Regular Expressions

The Perl programming language has long been revered by many CGI programmers for its ability to quickly and effortlessly extract or replace sub-strings within a body of text. Not too long ago, you could probably ask any Perl guru to name the top three advantages of his language, and you would unwillingly receive a detailed lecture on the power of regular expressions. Well, those days are surely over, and there wouldn't be any mention of regular expressions in this chapter if they were still considered a Perl advantage. You can now think of your Perl friends as excellent resources when you need to perform a string parsing operation with .NET technology that is, if they will even talk to you about .NET.

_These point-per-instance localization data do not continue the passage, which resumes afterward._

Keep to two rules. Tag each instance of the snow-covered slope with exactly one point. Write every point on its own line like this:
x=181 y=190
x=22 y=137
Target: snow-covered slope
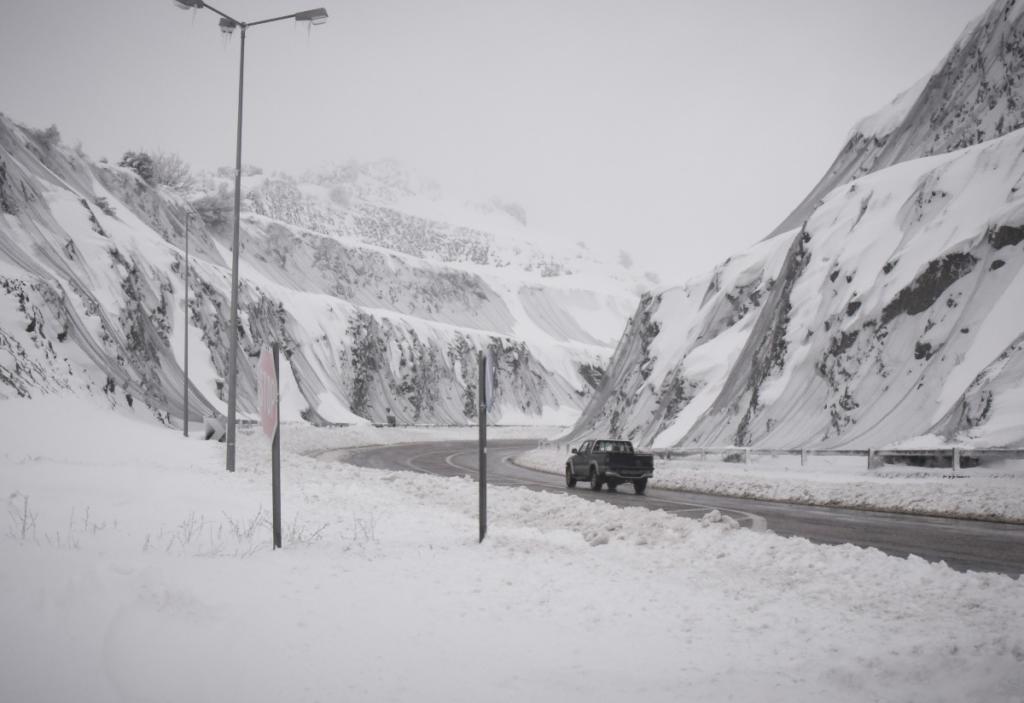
x=380 y=292
x=890 y=310
x=975 y=94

For the newcomer, the term regular expressions refers to an extremely rich set of informally standardized pattern-matching tools that removes every last bit of drudgery from the text-parsing process. Do you need to extract phone numbers that may be written with or without parentheses or hyphens from a 359K document? These days, you can grab them all at a cost of about five lines of code. Let's face it nobody has time to iterate through characters and track positions in a string just to find a lousy Zip code that might be written any of several different ways. Learn to use regular expressions, and you will not only save yourself countless hours and headaches when you are retrieving and parsing data while networking, but you will forever change your approach to the parsing of text.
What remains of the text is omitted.